Skip to main content

databricks.labs.dqx.anomaly.drift

Drift detection and warnings for row anomaly models.

Compares current data distribution against baseline statistics to detect significant changes; provides check/warn helpers for scoring pipelines.

DriftResult Objects

@dataclass
class DriftResult()

Results from drift detection.

compute_drift_score

def compute_drift_score(df: DataFrame,
columns: list[str],
baseline_stats: dict[str, dict[str, float]],
threshold: float = 3.0) -> DriftResult

Compute drift score comparing current data to baseline statistics.

Arguments:

  • df - Current DataFrame to check for drift.
  • columns - Columns to check for drift.
  • baseline_stats - Baseline statistics from training data.
  • threshold - Drift score threshold (default 3.0 = 3 std deviations).

Returns:

DriftResult with detection status and details.

prepare_drift_df

def prepare_drift_df(
df: DataFrame, columns: list[str],
record: AnomalyModelRecord) -> tuple[DataFrame, list[str]]

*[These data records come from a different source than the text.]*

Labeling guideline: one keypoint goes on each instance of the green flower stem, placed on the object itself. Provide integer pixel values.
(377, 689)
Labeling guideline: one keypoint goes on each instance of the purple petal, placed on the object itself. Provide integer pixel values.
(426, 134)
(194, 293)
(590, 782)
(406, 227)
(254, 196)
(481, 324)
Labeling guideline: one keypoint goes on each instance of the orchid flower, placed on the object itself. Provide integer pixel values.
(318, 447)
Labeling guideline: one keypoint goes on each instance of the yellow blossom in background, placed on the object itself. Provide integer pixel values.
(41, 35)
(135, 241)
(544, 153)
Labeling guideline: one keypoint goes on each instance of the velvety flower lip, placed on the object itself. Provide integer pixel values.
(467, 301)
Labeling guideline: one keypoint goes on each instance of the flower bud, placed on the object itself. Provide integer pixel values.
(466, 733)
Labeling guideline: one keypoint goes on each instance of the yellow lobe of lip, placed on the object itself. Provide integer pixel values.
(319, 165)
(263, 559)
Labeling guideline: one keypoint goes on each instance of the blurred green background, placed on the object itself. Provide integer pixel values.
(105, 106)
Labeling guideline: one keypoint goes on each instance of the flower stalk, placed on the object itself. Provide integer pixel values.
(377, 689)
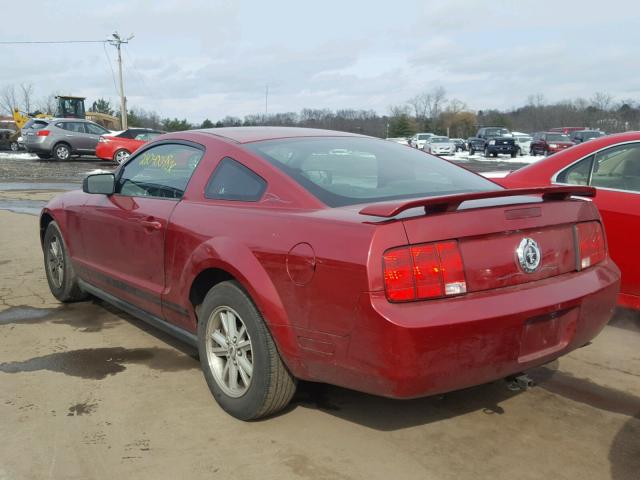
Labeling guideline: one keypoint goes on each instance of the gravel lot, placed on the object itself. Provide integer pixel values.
(89, 392)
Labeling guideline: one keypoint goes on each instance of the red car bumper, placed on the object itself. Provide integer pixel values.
(424, 348)
(104, 151)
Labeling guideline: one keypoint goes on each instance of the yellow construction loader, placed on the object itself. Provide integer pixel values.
(68, 107)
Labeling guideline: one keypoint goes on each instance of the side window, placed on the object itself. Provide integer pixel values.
(233, 181)
(618, 167)
(95, 129)
(162, 171)
(578, 173)
(76, 127)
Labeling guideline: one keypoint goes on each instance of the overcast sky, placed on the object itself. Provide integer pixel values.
(211, 58)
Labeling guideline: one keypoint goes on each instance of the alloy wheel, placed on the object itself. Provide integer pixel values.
(62, 152)
(121, 156)
(55, 262)
(229, 351)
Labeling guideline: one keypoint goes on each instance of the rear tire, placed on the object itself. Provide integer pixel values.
(239, 359)
(61, 152)
(61, 277)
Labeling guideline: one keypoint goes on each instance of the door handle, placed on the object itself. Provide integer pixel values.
(151, 224)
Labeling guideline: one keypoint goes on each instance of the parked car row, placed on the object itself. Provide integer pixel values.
(62, 138)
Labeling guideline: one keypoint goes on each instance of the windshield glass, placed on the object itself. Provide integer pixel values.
(588, 135)
(557, 137)
(496, 132)
(365, 170)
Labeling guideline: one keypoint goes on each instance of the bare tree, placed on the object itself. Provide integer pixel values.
(601, 101)
(8, 99)
(26, 89)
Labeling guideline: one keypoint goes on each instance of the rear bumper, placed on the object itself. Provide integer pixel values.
(424, 348)
(104, 151)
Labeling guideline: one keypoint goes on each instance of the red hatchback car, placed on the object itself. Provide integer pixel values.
(611, 164)
(547, 143)
(117, 148)
(287, 254)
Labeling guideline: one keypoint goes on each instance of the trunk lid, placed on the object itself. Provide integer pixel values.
(494, 235)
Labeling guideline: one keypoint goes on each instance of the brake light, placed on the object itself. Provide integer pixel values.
(418, 272)
(590, 244)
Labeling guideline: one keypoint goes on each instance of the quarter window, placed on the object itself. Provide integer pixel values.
(233, 181)
(162, 171)
(618, 168)
(577, 174)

Prepare drift DataFrame and columns aligned to training baseline stats.

check_segment_drift

def check_segment_drift(segment_df: DataFrame, columns: list[str],
segment_model: AnomalyModelRecord,
drift_threshold: float | None,
drift_threshold_value: float) -> None

Check and warn about data drift in a segment.

check_and_warn_drift

def check_and_warn_drift(df: DataFrame, columns: list[str],
record: AnomalyModelRecord, model_name: str,
drift_threshold: float | None,
drift_threshold_value: float) -> None

Check for data drift and issue warning if detected.